Anti-lockdown protesters descend on Manchester Piccadilly Gardens.
On Thursday, England entered a second national lockdown in an attempt to slow the spread of the coronavirus.
However, anti-lockdown protests have occurred since then, with the most recent in Manchester Piccadilly Gardens on 8th November.
Huge crowds gathered, despite social distancing measures being in place across the country. One held a sign that read: “fear is the currency of control”. Protesters could be heard urging people to remove their face masks.
The Greater Manchester Police urged protesters to comply with the coronavirus restrictions, reminding them that groups of more than two people are unlawful at the present time, other than for specific purposes.
Some business owners are refusing to close for the lockdown. A Wigan gym owner said he would not close his business during the lockdown, despite being visited by police and council enforcement officers.
The gym owner, Mr Harper, stated: “I am trying to survive at the moment. Where is the fairness that there is a factory either side of me with more workers in it than I have members in the business?”
Alex Lowndes, who runs Gainz Fitness and Strength, with his wife Amber, said in a post on Instagram: “We need to be allowed to stay open, we are staying open. We hope that that becomes legal in time.”
Manchester Metropolitan University students have expressed their opinion regarding the lockdown, with some displaying potentially offensive images and language in the windows of the student accommodation.

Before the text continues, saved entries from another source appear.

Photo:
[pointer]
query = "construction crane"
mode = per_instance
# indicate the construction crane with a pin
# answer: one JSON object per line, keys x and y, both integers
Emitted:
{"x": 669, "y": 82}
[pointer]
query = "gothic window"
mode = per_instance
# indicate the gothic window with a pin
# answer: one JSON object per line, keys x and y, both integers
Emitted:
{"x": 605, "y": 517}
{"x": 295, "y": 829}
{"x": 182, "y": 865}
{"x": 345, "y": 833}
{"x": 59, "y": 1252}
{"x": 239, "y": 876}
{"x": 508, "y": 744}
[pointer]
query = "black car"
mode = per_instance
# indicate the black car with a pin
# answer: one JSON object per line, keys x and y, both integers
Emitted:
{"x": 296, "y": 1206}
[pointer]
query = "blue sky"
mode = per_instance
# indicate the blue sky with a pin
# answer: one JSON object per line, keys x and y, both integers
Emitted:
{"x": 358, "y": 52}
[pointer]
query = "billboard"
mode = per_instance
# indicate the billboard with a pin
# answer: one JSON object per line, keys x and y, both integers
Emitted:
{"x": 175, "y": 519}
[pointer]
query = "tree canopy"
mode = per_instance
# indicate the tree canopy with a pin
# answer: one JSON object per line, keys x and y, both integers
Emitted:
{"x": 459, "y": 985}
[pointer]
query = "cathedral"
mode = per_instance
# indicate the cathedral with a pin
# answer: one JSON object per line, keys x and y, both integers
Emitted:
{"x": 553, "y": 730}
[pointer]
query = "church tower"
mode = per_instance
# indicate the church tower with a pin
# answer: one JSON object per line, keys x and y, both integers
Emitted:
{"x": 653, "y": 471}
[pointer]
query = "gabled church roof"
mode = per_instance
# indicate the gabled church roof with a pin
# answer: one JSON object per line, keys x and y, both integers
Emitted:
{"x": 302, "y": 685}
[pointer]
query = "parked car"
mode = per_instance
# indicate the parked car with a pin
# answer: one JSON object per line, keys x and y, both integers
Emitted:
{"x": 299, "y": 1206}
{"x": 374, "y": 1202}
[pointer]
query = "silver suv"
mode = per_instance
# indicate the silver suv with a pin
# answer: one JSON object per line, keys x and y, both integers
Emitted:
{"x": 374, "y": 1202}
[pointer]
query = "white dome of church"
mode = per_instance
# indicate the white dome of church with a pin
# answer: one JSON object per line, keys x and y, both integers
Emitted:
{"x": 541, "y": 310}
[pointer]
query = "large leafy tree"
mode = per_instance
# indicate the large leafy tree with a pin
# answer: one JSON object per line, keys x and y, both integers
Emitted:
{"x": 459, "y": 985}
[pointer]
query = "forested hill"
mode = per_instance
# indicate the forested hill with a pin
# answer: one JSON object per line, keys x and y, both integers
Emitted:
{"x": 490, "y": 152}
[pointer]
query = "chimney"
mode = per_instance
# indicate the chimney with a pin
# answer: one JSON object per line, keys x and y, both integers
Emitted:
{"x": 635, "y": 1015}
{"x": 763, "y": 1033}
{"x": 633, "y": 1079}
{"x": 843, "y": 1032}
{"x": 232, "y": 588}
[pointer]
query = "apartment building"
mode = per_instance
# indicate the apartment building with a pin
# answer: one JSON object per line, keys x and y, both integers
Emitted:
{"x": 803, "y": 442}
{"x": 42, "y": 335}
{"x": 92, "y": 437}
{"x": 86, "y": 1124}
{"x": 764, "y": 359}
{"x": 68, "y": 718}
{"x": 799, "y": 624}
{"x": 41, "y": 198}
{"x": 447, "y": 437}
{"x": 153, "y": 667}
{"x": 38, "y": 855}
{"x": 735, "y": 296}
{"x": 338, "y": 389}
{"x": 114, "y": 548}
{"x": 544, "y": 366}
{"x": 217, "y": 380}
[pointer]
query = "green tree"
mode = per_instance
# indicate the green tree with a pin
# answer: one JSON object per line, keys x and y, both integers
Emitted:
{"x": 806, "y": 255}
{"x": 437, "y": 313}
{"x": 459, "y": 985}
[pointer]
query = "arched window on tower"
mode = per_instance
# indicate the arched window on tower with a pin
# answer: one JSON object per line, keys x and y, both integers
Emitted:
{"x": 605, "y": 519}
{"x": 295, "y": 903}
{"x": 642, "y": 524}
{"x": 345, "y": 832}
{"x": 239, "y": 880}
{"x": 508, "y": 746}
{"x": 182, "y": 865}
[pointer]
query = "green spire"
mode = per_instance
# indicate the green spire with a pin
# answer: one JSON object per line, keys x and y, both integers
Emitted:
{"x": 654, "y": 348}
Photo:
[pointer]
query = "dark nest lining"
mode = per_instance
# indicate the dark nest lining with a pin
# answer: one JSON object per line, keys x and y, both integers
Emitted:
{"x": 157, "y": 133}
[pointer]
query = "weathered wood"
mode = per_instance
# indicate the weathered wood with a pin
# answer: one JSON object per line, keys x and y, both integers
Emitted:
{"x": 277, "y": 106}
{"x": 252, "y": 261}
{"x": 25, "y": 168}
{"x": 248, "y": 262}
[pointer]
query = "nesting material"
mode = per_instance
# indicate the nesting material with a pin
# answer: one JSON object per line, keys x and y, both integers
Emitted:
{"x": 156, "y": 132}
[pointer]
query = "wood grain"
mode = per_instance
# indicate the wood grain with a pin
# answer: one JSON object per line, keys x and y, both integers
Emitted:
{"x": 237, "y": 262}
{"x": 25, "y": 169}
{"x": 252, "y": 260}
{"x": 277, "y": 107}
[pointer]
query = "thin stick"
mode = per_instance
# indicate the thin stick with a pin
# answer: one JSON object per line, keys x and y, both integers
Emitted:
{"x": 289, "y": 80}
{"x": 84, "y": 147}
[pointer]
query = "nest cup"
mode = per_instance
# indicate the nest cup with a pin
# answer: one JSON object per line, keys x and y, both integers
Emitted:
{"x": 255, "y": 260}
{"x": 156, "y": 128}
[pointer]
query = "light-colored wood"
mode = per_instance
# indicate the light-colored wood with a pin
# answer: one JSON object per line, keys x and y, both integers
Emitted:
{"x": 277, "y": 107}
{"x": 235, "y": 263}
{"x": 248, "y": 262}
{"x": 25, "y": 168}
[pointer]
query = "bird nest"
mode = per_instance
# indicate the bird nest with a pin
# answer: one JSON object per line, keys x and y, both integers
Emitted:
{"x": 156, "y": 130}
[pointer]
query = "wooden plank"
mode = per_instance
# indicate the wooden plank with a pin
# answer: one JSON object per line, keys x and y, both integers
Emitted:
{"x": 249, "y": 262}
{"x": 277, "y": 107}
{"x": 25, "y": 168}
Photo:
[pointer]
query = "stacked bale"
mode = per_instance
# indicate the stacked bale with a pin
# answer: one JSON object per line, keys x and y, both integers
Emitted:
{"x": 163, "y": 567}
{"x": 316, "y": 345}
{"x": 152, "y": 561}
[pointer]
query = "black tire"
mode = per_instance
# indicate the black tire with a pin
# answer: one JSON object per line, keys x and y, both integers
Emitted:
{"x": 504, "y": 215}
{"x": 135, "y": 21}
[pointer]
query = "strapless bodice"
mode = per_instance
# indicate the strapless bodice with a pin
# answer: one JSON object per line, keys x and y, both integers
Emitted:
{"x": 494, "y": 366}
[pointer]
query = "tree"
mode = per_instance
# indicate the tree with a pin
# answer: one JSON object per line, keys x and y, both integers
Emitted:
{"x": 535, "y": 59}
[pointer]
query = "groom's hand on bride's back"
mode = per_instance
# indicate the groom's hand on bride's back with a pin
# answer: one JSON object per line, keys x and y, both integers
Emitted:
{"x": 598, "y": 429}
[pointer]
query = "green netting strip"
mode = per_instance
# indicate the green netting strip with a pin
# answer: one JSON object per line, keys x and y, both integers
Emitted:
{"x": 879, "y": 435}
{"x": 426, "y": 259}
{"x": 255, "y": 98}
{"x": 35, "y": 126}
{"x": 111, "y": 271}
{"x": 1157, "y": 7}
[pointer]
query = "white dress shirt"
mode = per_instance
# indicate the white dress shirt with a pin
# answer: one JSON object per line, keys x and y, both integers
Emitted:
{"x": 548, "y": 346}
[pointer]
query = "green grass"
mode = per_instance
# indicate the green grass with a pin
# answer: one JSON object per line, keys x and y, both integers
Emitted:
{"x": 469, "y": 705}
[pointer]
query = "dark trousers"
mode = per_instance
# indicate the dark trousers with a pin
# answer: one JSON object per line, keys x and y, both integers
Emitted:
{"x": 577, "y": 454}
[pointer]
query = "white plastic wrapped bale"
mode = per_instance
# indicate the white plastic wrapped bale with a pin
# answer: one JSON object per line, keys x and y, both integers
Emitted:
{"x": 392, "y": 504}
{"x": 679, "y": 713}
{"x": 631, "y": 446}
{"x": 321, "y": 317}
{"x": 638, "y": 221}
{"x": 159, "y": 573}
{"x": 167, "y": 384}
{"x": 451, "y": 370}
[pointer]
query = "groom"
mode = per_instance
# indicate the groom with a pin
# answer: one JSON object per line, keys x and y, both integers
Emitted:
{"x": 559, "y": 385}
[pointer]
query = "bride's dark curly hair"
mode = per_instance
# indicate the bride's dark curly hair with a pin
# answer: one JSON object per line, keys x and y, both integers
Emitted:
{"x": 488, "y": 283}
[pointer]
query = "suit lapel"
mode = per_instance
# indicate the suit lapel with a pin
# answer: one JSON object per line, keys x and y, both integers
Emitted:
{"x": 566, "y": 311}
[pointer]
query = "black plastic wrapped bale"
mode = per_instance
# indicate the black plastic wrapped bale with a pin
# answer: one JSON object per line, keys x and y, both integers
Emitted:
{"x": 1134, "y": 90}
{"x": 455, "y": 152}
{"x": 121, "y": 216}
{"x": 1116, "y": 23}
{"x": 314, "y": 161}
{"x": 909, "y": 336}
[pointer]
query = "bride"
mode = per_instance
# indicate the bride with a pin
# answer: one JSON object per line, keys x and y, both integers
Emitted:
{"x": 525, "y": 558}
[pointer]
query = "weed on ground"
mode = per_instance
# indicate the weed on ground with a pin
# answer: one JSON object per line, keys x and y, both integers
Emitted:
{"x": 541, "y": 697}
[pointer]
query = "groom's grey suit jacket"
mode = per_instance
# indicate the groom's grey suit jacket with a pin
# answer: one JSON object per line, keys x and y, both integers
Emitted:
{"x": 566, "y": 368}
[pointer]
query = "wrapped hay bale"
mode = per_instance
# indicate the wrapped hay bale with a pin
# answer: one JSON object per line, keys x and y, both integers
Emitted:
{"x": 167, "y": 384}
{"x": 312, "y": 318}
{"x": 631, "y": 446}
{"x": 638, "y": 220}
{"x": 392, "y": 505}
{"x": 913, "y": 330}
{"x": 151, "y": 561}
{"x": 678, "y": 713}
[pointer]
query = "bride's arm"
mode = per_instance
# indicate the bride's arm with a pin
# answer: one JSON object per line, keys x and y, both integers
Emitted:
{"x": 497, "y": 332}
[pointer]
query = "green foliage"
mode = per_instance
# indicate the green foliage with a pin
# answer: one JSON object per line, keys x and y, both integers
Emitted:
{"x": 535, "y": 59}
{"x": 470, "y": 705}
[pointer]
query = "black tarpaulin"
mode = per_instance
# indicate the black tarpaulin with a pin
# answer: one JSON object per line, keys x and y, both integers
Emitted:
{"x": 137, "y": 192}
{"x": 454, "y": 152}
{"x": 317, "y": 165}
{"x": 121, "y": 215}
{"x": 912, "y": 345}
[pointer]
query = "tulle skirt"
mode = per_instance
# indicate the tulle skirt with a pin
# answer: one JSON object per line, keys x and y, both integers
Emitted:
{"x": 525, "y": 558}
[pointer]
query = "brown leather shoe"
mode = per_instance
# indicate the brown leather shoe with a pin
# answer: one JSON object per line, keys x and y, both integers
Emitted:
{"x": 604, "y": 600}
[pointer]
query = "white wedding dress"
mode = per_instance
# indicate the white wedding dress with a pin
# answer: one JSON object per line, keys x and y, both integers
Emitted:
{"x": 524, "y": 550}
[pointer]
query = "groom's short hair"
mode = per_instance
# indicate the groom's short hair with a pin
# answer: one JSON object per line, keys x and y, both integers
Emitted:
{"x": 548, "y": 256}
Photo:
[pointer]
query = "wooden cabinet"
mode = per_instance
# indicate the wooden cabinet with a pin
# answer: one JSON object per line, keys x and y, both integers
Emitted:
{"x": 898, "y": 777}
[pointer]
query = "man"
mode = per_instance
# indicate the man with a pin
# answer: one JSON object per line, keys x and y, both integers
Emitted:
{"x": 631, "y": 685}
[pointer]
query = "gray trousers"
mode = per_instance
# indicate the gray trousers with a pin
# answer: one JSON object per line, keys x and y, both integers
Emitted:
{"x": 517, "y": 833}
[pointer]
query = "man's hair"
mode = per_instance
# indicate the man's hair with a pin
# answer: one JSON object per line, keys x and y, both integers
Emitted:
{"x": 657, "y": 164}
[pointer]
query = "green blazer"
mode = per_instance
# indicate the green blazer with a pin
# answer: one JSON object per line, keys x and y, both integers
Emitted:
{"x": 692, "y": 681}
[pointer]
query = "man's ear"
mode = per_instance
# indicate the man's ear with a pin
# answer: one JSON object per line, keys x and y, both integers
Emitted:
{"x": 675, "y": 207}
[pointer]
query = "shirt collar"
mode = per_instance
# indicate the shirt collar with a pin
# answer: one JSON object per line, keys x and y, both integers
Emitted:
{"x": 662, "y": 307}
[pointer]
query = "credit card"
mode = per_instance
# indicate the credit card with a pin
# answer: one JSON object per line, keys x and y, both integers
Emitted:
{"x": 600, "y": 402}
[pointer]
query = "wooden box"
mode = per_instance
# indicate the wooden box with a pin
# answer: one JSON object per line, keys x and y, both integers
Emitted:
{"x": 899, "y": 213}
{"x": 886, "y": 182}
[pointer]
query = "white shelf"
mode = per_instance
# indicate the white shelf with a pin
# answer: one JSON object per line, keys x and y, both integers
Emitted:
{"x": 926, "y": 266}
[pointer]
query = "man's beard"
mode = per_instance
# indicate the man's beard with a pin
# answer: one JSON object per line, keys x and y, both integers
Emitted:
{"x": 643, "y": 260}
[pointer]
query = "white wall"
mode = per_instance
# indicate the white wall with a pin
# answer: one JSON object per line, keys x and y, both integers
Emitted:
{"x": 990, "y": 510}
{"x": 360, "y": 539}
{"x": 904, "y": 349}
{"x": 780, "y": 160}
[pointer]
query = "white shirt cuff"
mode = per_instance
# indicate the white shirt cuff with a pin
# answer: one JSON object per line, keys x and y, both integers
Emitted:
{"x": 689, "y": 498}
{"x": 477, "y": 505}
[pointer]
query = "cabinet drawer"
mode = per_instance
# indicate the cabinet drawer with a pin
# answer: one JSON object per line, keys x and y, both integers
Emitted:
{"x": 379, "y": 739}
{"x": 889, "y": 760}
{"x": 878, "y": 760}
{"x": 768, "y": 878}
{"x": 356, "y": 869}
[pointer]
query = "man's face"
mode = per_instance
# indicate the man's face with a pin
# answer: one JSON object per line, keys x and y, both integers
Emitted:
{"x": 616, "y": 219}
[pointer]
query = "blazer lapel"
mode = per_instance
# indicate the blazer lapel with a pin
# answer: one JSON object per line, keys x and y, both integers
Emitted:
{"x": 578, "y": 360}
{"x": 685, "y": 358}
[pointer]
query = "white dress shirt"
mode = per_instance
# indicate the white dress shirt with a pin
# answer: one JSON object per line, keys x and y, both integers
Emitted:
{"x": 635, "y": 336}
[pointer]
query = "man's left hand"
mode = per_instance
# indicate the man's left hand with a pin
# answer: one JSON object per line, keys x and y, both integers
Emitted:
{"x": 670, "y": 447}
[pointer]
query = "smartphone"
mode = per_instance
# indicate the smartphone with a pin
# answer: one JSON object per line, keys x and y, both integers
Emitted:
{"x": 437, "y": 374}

A spokesperson for the university stated: “The University respects freedom of speech, and to that end, the right of our students to express their views.”
Those living at the University of Manchester’s Fallowfield halls of residence awoke to find workers putting up “huge metal barriers”. Students said the fences made them feel trapped, as entry and exit points were blocked off.
Students have torn down the “prison-like” fencing erected around their campus on day one of England’s new lockdown. “People were dragging them down and jumping on them,” said one resident.
The university apologised “for the concern and distress caused”.